Text splitters

Text splitters break large docs into smaller chunks that will be retrievable individually and fit within model context window limit. There are several strategies for splitting documents, each with its own advantages.

For most use cases, start with the RecursiveCharacterTextSplitter. It provides a solid balance between keeping context intact and managing chunk size. This default strategy works well out of the box, and you should only consider adjusting it if you need to fine-tune performance for your specific application.

Text structure-based

Text is naturally organized into hierarchical units such as paragraphs, sentences, and words. We can leverage this inherent structure to inform our splitting strategy, creating split that maintain natural language flow, maintain semantic coherence within split, and adapts to varying levels of text granularity. LangChain’s RecursiveCharacterTextSplitter implements this concept:

The RecursiveCharacterTextSplitter attempts to keep larger units (e.g., paragraphs) intact.
If a unit exceeds the chunk size, it moves to the next level (e.g., sentences).
This process continues down to the word level if necessary.

Example usage:

from langchain_text_splitters import RecursiveCharacterTextSplitter

text_splitter = RecursiveCharacterTextSplitter(chunk_size=100, chunk_overlap=0)
texts = text_splitter.split_text(document)

Available text splitters:

Recursively split text

Length-based

An intuitive strategy is to split documents based on their length. This simple yet effective approach ensures that each chunk doesn’t exceed a specified size limit. Key benefits of length-based splitting:

Straightforward implementation
Consistent chunk sizes
Easily adaptable to different model requirements

Types of length-based splitting:

Token-based: Splits text based on the number of tokens, which is useful when working with language models.
Character-based: Splits text based on the number of characters, which can be more consistent across different types of text.
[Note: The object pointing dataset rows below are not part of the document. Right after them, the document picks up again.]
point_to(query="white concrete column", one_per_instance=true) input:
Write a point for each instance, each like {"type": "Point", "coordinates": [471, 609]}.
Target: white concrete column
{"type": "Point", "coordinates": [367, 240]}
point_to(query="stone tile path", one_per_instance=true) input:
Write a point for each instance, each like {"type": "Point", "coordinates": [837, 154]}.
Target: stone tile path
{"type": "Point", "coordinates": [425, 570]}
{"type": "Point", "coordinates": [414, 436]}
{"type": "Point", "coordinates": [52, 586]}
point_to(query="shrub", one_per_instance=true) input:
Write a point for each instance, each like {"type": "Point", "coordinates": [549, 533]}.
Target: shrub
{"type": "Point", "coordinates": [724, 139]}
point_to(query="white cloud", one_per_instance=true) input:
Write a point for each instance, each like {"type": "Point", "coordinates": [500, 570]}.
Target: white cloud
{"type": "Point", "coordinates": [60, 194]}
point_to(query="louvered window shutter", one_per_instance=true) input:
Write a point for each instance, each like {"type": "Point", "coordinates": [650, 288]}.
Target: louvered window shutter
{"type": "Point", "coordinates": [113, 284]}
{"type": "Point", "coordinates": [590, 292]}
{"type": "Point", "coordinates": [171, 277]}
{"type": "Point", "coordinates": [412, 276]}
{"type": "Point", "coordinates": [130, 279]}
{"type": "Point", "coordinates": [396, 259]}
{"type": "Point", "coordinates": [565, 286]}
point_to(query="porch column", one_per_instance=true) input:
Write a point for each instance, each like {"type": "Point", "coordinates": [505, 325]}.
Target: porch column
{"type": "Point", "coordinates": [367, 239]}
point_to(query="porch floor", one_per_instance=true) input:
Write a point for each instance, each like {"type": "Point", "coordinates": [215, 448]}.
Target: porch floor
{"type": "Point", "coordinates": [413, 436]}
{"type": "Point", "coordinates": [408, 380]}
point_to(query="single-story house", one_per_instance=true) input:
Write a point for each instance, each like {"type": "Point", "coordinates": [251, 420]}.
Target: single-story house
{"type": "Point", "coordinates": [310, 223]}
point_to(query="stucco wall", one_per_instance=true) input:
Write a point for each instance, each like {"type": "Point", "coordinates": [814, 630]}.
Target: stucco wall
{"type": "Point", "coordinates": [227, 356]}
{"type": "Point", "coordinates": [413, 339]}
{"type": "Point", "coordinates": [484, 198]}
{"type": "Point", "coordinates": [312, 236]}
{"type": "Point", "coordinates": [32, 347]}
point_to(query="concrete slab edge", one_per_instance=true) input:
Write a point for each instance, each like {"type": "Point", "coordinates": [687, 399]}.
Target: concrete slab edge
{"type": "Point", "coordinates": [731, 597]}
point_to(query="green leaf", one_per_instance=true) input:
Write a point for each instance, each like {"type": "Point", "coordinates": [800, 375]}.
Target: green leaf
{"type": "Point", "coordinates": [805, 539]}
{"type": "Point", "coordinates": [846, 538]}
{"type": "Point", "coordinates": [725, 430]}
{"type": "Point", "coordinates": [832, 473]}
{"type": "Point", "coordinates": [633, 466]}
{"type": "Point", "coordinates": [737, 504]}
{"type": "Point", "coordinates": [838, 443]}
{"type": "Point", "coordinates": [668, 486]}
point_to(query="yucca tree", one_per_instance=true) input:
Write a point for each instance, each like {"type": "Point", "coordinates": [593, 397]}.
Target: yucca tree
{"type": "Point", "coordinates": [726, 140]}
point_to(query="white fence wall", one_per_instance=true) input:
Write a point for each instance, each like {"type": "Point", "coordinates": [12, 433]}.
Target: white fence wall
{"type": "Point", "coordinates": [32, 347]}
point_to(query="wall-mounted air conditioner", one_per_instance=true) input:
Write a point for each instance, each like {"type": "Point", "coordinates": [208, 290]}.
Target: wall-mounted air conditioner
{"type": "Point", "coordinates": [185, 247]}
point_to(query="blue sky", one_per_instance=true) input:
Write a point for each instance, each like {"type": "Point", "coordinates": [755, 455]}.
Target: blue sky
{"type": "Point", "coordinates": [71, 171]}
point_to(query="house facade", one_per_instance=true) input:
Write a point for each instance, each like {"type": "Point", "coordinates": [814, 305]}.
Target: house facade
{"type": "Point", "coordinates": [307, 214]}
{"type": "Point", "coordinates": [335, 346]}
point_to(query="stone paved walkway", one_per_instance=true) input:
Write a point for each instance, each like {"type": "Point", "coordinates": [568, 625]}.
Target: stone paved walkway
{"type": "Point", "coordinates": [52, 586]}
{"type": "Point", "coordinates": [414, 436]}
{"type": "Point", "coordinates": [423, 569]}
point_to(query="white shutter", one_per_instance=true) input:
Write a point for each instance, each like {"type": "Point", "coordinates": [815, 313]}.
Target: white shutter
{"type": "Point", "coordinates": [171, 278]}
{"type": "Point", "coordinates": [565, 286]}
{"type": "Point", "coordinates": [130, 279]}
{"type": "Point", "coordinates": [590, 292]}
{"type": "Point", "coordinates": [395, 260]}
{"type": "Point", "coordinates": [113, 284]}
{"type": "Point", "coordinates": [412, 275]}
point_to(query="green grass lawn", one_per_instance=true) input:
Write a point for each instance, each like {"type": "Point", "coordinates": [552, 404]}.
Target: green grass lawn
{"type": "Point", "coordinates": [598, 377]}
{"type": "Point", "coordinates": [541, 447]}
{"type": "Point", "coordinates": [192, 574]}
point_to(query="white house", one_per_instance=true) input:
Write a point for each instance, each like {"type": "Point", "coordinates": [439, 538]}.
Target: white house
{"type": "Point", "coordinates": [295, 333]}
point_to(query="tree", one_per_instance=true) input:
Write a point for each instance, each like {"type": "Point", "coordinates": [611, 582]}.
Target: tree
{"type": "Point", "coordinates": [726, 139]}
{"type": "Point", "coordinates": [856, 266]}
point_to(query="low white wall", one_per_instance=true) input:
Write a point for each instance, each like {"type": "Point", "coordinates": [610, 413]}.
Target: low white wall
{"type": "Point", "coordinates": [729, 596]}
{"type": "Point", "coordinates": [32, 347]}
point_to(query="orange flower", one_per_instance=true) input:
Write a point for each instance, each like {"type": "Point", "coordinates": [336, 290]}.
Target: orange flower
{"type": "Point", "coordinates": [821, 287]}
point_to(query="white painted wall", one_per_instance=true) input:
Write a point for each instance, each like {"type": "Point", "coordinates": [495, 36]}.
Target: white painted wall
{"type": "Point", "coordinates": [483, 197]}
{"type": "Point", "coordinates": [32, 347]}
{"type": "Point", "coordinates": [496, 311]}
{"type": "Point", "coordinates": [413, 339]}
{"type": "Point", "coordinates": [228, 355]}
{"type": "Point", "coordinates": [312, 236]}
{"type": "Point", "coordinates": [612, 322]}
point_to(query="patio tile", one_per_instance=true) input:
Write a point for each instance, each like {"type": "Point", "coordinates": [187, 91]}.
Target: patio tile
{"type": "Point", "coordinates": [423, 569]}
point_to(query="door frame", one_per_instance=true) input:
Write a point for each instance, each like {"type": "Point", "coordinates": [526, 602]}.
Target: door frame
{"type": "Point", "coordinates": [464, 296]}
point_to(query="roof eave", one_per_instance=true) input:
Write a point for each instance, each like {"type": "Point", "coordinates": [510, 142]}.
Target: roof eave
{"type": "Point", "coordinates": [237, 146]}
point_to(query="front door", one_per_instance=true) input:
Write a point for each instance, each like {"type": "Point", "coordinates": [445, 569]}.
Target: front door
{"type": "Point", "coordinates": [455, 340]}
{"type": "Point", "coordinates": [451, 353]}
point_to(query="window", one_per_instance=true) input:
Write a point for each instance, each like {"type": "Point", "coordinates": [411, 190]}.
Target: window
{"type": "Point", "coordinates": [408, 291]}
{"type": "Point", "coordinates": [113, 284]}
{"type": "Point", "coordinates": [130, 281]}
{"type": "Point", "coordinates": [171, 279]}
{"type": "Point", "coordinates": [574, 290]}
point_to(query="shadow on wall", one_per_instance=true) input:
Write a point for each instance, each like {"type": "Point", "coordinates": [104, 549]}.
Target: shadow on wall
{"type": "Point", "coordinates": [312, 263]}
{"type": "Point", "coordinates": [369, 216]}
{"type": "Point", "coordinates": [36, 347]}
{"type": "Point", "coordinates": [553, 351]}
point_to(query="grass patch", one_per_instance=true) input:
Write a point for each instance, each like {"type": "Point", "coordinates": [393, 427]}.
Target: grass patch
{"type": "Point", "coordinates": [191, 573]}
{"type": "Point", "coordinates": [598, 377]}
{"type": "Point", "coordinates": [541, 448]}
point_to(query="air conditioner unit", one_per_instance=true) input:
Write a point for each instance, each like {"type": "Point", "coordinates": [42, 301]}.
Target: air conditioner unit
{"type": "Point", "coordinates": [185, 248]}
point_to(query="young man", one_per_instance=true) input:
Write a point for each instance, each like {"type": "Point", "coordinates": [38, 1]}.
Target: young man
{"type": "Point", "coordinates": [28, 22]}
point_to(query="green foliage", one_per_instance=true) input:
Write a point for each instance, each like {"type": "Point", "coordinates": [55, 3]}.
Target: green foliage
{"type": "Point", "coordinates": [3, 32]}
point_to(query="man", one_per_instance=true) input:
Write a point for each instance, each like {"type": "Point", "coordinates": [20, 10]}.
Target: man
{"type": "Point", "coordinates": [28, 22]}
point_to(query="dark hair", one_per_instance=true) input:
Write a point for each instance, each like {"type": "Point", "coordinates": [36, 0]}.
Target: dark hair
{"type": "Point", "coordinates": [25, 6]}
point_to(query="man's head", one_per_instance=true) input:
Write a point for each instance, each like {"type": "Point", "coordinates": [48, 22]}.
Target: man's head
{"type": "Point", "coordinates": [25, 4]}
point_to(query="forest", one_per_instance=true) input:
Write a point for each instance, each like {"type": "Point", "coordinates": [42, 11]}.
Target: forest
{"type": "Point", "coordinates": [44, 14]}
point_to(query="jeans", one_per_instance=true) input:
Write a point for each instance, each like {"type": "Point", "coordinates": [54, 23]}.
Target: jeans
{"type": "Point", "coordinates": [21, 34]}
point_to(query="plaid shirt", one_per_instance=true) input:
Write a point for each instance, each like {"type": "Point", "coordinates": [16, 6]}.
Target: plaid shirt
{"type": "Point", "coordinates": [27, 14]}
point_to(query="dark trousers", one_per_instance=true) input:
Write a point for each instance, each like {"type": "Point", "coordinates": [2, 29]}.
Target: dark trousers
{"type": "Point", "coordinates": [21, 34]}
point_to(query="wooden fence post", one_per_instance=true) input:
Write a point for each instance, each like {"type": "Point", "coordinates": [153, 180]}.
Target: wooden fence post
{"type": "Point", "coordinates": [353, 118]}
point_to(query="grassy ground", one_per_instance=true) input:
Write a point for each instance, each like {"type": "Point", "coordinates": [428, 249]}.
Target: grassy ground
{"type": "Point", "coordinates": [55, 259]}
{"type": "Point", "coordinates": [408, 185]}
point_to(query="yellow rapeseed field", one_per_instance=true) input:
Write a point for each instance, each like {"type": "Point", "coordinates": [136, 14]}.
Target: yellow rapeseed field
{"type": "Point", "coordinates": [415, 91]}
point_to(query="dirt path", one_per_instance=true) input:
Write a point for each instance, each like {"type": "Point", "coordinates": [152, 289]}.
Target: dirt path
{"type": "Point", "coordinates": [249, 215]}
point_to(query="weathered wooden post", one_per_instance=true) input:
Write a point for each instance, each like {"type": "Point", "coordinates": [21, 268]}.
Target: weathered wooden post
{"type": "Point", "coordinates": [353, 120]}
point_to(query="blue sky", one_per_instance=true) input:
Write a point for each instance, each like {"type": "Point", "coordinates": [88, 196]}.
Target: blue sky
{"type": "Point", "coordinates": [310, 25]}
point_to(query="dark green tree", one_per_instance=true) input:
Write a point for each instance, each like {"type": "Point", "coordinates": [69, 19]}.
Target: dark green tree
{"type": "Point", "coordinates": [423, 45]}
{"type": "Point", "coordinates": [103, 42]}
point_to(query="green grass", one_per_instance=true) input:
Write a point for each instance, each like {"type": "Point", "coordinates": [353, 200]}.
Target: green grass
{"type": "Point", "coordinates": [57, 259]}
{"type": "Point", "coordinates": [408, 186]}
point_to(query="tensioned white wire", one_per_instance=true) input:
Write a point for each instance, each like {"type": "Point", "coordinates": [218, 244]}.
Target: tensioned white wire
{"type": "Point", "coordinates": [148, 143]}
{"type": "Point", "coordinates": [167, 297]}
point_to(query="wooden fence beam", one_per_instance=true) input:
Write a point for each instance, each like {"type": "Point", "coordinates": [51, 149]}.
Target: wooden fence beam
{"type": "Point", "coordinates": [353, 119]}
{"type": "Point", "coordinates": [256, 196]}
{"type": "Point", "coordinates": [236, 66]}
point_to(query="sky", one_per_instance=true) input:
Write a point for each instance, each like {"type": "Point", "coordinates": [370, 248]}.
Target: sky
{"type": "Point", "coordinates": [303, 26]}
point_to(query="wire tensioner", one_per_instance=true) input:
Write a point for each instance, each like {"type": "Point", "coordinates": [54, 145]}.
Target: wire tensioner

Example implementation using LangChain’s CharacterTextSplitter with token-based splitting:

from langchain_text_splitters import CharacterTextSplitter

text_splitter = CharacterTextSplitter.from_tiktoken_encoder(
    encoding_name="cl100k_base", chunk_size=100, chunk_overlap=0
)
texts = text_splitter.split_text(document)

Available text splitters:

Document structure-based

Some documents have an inherent structure, such as HTML, Markdown, or JSON files. In these cases, it’s beneficial to split the document based on its structure, as it often naturally groups semantically related text. Key benefits of structure-based splitting:

Preserves the logical organization of the document
Maintains context within each chunk
Can be more effective for downstream tasks like retrieval or summarization

Examples of structure-based splitting:

Markdown: Split based on headers (e.g., #, ##, ###)
HTML: Split using tags
JSON: Split by object or array elements
Code: Split by functions, classes, or logical blocks

Available text splitters:

Edit the source of this page on GitHub.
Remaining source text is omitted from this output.